1 Introduction

Robotic Process Automation (RPA) is an automation technology that operates on the user interface (UI) of software applications and replicates, by means of a software (SW) robot, mouse and keyboard interactions to remove high-volume routine tasks (a.k.a. routines) [3]. To take full advantage of this technology in the early stages of the RPA life-cycle, organizations leverage the support of skilled human experts to:

  1. 1.

    identify the candidate routines to automate by means of interviews and observation of workers conducting their daily work;

  2. 2.

    record the interactions that take place during routines’ enactment on the UI of SW applications into dedicated UI logs, which are mainly used for debugging purposes only;

  3. 3.

    manually specify their conceptual and technical structure (often in form of flowchart diagrams), which will drive the development of dedicated RPA scripts reflecting the behavior of SW robots.

While this approach has proven to be effective to execute rule-based and well-structured routines [5], it becomes time-consuming and error-prone in presence of routines that are less deterministic and require decisions [7].

In this paper, we tackle the above issue by presenting SmartRPA, an open-source software tool that is able to reason over the UI logs keeping track of many routine executions (cf. step 2), and to automatically synthesize SW robots that emulate the most suitable routine variant for any specific intermediate user input that is required during the routine execution, thus skipping completely the manual modeling activity of the flowchart diagrams (cf. step 3). SmartRPA implements the approach presented in [2] and is available for download at https://github.com/bpm-diag/smartRPA/.

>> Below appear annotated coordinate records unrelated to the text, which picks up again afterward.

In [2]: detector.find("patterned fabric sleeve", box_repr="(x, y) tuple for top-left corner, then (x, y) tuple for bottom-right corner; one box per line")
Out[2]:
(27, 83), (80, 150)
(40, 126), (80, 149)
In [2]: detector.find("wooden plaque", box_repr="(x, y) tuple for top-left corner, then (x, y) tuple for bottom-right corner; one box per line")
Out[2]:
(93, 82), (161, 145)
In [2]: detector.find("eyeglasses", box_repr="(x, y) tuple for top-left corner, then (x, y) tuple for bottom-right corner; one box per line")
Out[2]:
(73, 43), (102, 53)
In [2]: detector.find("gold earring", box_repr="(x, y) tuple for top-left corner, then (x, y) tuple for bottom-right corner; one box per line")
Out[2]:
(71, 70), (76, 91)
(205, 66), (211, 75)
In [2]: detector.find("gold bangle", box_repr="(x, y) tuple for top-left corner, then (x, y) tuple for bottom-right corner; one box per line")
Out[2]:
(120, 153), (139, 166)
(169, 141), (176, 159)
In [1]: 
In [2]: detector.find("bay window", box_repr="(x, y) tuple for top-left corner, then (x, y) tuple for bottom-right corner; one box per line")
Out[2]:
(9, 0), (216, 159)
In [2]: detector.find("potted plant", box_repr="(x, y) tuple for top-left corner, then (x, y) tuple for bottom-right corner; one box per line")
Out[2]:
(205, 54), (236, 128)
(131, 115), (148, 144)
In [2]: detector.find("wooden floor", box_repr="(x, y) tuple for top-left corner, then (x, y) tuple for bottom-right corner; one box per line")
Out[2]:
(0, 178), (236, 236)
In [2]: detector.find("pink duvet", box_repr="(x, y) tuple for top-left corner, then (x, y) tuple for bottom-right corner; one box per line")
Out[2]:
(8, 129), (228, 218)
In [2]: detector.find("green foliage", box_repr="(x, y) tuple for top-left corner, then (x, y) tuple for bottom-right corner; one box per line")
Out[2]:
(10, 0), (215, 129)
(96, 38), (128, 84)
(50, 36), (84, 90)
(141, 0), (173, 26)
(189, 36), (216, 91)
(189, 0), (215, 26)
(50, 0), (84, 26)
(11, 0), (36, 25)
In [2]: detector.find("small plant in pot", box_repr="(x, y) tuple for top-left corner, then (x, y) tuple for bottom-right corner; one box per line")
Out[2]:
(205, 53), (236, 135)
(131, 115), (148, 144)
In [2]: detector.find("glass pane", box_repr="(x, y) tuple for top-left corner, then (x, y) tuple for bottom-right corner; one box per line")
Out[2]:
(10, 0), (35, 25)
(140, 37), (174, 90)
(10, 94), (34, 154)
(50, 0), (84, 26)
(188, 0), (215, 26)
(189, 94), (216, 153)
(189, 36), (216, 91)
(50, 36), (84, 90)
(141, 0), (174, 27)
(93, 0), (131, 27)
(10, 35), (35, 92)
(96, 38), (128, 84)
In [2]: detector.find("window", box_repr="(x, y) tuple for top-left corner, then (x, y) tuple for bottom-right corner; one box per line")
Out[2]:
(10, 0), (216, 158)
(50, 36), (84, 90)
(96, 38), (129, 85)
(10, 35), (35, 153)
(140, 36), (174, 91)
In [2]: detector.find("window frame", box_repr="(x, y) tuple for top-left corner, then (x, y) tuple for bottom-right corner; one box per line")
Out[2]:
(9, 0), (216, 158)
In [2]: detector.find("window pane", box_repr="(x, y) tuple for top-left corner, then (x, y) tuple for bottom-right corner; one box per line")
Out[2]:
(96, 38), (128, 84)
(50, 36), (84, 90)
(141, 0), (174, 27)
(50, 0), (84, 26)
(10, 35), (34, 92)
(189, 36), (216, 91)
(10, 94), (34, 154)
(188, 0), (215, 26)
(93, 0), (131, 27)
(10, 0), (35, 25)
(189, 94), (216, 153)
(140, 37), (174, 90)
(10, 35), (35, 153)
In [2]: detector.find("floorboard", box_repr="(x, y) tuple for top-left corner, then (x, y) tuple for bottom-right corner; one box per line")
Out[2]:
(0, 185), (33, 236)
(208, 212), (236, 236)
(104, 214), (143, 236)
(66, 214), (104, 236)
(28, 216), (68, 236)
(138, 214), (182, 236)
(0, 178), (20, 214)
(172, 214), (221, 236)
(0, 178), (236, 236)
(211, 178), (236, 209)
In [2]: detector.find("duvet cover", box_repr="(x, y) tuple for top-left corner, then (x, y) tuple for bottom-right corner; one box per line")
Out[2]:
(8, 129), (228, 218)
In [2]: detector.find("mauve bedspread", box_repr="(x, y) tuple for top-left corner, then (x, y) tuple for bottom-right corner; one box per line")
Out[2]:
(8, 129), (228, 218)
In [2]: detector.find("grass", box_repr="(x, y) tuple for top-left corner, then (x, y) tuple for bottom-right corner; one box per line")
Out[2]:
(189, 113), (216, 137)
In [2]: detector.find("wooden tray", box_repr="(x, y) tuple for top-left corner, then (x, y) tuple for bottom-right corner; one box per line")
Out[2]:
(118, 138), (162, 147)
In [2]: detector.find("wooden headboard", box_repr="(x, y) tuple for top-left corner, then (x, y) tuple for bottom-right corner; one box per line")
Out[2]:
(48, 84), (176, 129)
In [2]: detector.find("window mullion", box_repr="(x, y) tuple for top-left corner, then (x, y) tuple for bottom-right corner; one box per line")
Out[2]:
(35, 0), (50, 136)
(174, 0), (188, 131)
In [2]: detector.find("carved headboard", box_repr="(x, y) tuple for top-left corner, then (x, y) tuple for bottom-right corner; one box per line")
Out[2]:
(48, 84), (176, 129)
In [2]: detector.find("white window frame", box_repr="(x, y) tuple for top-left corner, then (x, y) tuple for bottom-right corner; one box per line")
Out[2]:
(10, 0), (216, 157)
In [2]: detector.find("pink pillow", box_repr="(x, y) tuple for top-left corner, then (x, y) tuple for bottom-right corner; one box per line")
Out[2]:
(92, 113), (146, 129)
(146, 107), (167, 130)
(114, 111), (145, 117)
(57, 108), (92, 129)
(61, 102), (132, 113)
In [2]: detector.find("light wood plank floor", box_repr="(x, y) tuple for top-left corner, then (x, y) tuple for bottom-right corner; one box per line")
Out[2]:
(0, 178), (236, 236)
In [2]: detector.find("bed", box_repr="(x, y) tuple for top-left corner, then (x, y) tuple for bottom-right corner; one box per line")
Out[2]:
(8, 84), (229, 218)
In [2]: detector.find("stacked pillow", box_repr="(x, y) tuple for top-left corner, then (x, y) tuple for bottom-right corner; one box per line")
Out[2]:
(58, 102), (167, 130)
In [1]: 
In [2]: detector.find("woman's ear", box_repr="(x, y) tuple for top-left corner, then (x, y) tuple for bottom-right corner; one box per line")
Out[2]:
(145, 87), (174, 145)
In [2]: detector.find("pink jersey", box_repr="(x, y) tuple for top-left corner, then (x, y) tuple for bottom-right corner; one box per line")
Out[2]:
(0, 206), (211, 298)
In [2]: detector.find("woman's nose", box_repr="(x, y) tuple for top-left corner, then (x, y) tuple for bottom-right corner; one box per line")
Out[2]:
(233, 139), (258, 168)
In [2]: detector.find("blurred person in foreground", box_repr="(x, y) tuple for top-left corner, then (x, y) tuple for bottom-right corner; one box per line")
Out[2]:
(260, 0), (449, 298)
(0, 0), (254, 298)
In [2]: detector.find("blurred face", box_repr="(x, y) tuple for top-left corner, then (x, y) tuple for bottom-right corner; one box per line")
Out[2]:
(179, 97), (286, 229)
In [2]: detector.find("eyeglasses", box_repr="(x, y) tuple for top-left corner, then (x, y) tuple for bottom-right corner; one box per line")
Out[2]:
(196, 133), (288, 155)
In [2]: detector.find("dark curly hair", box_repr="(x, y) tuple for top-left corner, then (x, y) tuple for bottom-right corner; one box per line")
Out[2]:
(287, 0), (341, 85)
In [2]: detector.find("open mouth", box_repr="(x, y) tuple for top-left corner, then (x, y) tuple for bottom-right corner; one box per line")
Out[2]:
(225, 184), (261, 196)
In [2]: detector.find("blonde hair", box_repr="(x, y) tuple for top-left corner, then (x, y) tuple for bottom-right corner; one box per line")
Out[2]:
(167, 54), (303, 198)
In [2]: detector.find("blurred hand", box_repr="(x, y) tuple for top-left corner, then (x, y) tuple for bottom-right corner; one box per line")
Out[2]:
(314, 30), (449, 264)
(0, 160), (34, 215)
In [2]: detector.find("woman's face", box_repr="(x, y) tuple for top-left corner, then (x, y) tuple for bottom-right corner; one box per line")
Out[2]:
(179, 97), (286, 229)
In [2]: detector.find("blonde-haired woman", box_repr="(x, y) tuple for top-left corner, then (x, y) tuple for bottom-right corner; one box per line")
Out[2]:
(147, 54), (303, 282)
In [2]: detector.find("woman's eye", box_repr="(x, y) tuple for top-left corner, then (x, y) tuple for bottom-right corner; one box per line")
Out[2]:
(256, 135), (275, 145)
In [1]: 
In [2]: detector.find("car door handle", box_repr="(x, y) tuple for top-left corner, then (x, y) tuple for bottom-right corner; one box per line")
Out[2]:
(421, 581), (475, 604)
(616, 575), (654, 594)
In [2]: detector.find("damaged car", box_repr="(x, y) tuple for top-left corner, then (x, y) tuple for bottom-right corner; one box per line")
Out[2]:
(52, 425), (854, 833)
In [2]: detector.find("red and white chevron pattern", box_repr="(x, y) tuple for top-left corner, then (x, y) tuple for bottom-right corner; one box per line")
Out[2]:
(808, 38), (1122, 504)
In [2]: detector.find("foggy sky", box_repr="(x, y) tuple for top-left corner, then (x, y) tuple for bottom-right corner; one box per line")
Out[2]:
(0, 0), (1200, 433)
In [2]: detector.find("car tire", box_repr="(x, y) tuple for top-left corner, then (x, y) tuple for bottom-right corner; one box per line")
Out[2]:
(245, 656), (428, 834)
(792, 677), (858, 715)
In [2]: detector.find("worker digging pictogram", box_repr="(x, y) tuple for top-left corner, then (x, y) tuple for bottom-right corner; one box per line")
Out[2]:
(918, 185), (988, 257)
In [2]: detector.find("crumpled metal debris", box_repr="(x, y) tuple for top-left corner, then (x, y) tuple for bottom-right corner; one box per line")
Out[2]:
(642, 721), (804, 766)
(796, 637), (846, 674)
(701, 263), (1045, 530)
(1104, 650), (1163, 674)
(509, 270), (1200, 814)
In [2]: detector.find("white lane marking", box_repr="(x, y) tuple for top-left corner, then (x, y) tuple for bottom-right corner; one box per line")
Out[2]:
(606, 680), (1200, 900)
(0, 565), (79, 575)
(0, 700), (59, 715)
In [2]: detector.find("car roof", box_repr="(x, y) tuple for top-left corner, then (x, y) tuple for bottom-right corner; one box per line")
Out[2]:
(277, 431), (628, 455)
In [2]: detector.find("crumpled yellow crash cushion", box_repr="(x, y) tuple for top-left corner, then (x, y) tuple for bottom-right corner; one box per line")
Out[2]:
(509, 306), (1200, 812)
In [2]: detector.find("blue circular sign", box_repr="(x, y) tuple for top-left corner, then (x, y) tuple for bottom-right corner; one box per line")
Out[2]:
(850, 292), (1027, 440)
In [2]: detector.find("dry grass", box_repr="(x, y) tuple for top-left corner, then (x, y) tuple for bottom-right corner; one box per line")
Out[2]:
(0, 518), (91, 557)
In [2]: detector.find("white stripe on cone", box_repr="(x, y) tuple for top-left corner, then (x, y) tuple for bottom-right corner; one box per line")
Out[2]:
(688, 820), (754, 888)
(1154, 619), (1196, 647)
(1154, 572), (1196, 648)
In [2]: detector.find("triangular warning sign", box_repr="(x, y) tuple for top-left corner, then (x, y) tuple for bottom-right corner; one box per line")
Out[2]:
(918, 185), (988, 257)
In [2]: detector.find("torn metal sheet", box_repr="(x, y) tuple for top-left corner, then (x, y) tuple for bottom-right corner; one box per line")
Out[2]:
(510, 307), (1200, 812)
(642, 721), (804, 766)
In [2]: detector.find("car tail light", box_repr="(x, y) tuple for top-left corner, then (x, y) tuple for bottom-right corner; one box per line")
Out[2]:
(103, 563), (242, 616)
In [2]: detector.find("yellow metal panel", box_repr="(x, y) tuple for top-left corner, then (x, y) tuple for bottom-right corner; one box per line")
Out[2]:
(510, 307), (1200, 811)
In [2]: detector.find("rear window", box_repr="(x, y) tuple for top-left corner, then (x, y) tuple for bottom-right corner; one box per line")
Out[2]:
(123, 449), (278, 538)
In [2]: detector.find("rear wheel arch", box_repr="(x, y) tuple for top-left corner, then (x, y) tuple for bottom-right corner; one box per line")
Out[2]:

The rest of the paper is organized as follows. Section 2 introduces a running example. Section 3 presents the tool architecture and the technical aspects of SmartRPA. Section 4 discusses some experiments performed to evaluate the robustness and feasibility of the tool. Finally, Sect. 5 concludes the paper.

2 Running Example

Below, we introduce a real-life scenario used to explain the functioning of our tool. The example is inspired by the work performed by the Administration Office of the Department of Computer, Control and Management Engineering (DIAG) of Sapienza Università di Roma, which consists of filling the travel authorization request form made by the personnel of DIAG for travel requiring prior approval. We specifically consider the task of filling a well-structured Excel spreadsheet (cf. Fig. 1(a)), manually performed by a request applicant that provides some personal information together with further information related to the travel. Then, the spreadsheet is sent via email to an employee of the Administration Office of DIAG, which is in charge of processing the request: for each row in the spreadsheet, the employee manually copies every cell in that row and pastes that into the corresponding text field in a dedicated Google form (cf. Fig. 1(b)). In addition, if the request applicant declares the need to use a personal car as one of the means of transport for the travel (by filling the dedicated row labeled with “Car” in the spreadsheet), then the employee has to activate the request on the Google form (in this case, a dialog box labeled “Own car request” appears on the UI, cf. Fig. 1(b)) and then accept or reject the personal car request. When the data transfer for a given travel authorization request has been completed, the employee presses the “Submit” button to confirm data and submit them into an internal database. Finally, a confirmation email is sent automatically to the applicant when data are submitted.

Fig. 1.
figure 1

UIs involved in the running example

The above routine procedure (in the following, we will denote it as R) is usually performed manually, it is tedious (as it must be repeated for any new travel request) and prone to errors. A proper execution of R requires a path on the UI made by the following user actions:Footnote 1

  • \(\mathsf {loginMail}\), to access the client email;

  • \(\mathsf {accessMail}\), to access the specific email with the travel request;

  • \(\mathsf {downloadAttachment}\), to download the Excel file including the travel request;

  • \(\mathsf {openWorkbook}\), to open the Excel spreadsheet;

  • \(\mathsf {openGoogleForm}\), to access the Google Form to be filled;

  • \(\mathsf {getExcelCell}\), to select the cell in the i-th row of the Excel spreadsheet;

  • \(\mathsf {copy}\), to copy the content of the selected cell;

  • \(\mathsf {clickGoogleFormTextField}\), to select the specific text field of the Google form;

  • \(\mathsf {paste}\), to paste the content of the cell into a text field of the Google form;

  • \(\mathsf {activateCarRequest}\), to activate in the Google form the dialog box for approving or rejecting the car request;

  • \(\mathsf {accept}\), to press the button on the Google form that approves the request;

  • \(\mathsf {reject}\), to press the button on the Google form that rejects the request;

  • \(\mathsf {formSubmit}\), to finally submit the Google form to the internal database.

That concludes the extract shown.